The Hardest Hit Fund program is being financed by $2.1 billion fraction of the $75 billion mortgage assistance program included in the Financial Stability Act of 2009. The large sum of money is being dispersed to the hardest hit states. By dollar amount, the money is being distributed:
- California, $699.6 million
- Florida, $418 million
- Ohio, $172 million
- North Carolina, $159 million
- Michigan, $154.5 million
- South Carolina, $138 million
- Arizona, $125.1 million
- Nevada, $102.8 million
- Oregon, $88 million
- Rhode Island, $43 million
Program Highlights from Each State
Since each state designed their own course of action for spending their share, no two plans are exactly alike. Some of the state-by-state highlights regarding how the Hardest Hit Fund money will be used are:
- Arizona: The ultimate goal of the state is to switch the mortgages of the financially strapped homeowners into permanent modification programs. Some of the tools being implemented include principal reduction, interest rate reduction, and/or term extension programs.

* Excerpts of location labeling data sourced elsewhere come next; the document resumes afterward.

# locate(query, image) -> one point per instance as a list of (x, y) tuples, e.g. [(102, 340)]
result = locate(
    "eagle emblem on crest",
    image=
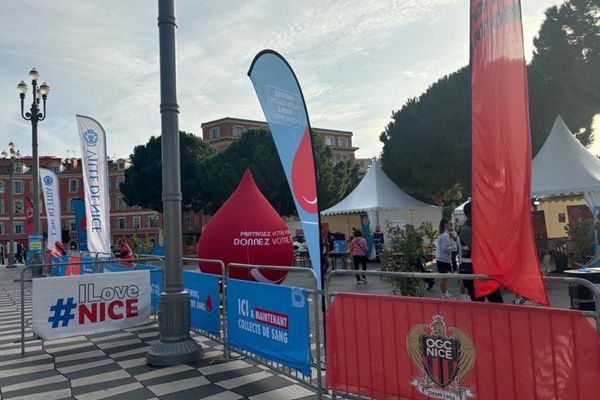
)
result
[(444, 357)]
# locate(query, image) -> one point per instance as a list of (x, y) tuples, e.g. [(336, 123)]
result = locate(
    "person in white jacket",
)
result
[(446, 243)]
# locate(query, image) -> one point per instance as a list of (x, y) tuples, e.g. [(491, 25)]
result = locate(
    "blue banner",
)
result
[(34, 248), (270, 321), (59, 270), (156, 279), (78, 206), (283, 104), (204, 292)]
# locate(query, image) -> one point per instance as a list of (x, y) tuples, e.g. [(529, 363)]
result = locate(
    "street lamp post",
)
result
[(176, 346), (14, 156), (39, 93)]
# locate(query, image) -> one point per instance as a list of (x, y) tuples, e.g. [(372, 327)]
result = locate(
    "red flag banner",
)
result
[(391, 347), (28, 216), (503, 242)]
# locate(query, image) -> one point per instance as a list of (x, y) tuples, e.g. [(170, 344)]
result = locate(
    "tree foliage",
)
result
[(143, 180), (427, 146), (207, 180), (255, 150)]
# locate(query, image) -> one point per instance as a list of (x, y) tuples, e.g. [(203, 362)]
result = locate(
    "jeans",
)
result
[(362, 260)]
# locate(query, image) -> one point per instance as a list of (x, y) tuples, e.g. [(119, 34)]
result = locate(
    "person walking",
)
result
[(444, 246), (359, 250), (466, 264)]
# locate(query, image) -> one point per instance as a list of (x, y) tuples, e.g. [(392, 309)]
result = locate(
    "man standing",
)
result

- California: Unemployed families will be provided with a mortgage payment subsidy
- Florida: Mortgage payment assistance will be provided to the unemployed and under-employed individuals while going through their job search
- Michigan: Under water homeowners will get state assistance regarding through earned principal forgiveness
- Nevada: The funds will be used to reduce or eliminate second liens courtesy of a three-year term earned forgiveness program.
According to the Whitehouse.gov website, the approved programs had to address issues such as:
- Help for unemployed homeowners
- Under water home owners
- Second mortgage complications
- Help develop other programs to make homeownership affordable and maintainable
National Programs Launched to Help Home Owners
This particular fund is only a small portion of the efforts conducted by the Obama administration to help stabilize the nations weakened real estate industry. The Hardest Hit Fund is backed by the $75 billion originally allocated under the Financial Stability Act of 2009. The program has several layers in place to assist struggling homeowners including:
- HAMP: Making Home Affordable Program was supposed to be the crown jewel of the Financial Stability Act. However due to glitches and complications, the program has barely made a dent in the state of the crumbling real estate market. In retrospect, it appears that HAMP lacked over-site from the Treasury Department, and ultimately put potentially qualified homeowners at an increased risk of losing their homes.
- Financial Reform Bill financial reform bill: Recently Obama signed the reform bill into law in order to curtail the predatory behaviors of big lenders and will force them to take financial responsibility for their actions. Within this monumental bill was also a provision to provide an additional $3 billion to help jobless homeowners pay their mortgages.